Background: In view of consistently high cardiovascular morbidity and mortality rates, international efforts are aimed at developing tools for more precise risk prediction to allow preventive treatment targeted at high-risk individuals. Direct visualization of anatomic, preclinical atherosclerotic disease has the potential for individualized risk discrimination. Further, a variety of risk factors are actively evaluated, including markers of the activity of atherosclerotic disease, thrombogenic risk, and genetic polymorphisms.
Methods: The Heinz Nixdorf RECALL (Risk Factors, Evaluation of Coronary Calcium and Lifestyle) study is a population-based, prospective cohort study of the comparative value of modern risk stratification techniques for "hard" cardiac events.

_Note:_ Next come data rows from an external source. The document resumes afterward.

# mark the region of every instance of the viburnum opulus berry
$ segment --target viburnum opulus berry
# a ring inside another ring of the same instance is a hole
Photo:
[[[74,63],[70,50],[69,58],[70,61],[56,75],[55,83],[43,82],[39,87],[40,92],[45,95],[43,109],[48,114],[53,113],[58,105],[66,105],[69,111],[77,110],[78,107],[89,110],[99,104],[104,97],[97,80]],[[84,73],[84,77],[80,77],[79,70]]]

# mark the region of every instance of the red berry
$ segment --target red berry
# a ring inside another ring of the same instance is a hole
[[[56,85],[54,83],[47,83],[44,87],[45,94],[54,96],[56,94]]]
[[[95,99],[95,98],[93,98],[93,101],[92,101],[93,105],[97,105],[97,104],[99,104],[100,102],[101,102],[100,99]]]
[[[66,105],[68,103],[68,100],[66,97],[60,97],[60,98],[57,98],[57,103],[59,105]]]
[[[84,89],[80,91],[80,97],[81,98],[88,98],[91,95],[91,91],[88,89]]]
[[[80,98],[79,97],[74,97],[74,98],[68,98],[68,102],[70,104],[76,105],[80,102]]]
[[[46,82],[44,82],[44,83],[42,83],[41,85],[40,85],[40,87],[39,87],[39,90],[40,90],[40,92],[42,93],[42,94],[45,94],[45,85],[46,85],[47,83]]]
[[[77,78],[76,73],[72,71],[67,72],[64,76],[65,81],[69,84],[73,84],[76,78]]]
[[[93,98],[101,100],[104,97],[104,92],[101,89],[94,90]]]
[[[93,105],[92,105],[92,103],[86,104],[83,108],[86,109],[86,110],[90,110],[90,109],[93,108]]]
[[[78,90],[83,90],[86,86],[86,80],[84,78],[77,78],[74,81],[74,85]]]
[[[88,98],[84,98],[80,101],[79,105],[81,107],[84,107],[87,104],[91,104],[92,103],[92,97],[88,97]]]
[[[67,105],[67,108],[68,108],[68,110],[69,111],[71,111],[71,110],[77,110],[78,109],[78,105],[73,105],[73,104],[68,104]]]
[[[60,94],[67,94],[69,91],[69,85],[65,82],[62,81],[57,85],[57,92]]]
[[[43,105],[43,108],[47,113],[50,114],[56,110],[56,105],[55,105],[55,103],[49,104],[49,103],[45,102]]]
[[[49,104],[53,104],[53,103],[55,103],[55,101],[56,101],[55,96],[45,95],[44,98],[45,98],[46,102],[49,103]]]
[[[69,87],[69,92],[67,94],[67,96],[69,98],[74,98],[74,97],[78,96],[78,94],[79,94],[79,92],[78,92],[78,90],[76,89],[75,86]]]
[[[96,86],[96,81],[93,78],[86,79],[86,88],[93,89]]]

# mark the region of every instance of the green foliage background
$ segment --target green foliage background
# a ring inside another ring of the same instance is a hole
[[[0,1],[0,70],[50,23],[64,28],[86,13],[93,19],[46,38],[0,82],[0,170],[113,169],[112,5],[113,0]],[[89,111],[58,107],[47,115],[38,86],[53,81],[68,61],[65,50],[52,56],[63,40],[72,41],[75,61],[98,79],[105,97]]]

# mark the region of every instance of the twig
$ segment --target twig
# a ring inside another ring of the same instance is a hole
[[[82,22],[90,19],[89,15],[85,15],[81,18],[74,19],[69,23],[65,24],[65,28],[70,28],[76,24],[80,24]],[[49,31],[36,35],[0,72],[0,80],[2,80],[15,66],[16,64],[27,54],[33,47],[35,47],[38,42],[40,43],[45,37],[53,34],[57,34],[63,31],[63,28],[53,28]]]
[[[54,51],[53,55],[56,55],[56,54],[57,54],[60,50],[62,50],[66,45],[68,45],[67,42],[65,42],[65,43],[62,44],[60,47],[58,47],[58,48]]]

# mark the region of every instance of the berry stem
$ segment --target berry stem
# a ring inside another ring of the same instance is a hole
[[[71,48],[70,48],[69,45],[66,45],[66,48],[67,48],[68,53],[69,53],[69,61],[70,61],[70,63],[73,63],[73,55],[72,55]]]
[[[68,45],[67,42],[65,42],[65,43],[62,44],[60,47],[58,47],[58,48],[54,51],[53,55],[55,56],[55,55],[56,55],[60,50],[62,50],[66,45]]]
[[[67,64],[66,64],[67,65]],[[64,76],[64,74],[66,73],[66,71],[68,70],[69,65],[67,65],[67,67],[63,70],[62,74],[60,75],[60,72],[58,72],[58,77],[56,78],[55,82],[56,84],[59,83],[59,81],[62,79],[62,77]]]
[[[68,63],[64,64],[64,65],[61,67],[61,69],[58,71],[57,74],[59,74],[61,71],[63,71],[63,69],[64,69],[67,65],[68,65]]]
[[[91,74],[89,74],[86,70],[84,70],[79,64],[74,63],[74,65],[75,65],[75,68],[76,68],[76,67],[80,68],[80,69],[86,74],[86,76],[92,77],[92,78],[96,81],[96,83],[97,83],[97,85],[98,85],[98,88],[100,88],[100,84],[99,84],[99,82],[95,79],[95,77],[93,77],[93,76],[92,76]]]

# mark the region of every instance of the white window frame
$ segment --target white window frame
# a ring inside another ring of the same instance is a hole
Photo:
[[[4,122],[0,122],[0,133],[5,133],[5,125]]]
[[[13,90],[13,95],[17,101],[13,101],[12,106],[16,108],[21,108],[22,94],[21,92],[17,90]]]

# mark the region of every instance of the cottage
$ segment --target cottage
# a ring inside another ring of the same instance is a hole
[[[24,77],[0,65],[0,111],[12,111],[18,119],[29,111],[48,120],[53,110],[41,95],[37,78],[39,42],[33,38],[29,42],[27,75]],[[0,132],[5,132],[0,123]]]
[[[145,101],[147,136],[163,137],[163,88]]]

It is designed and powered to define the relative risk associated with the specific extent of coronary atherosclerosis measured by means of electron-beam computed tomography (EBCT)-derived coronary calcium quantities for myocardial infarction and cardiac death in 5 years in 4200 males and females aged 45 to 75 years in an unselected urban population from the large, heavily industrialized Ruhr area. Additionally, the predictive values of conventional cardiovascular risk factors, new candidate and socioeconomic risk factors, certain genetic polymorphisms, and direct signs of subclinical disease are examined with the ankle-brachial index, resting and stress electrocardiograms, and determination of carotid artery intima-media thickness. Prospective clinical risk-benefit and health economic analyses are an inherent part of the study. Study findings with established clinical significance are reported to the participants, but the EBCT findings are withheld until the conclusion of the study.
Conclusions: The Heinz Nixdorf RECALL study will define appropriate methods for identifying high-risk subgroups in the general urban population who may derive the greatest benefit from preventive treatment.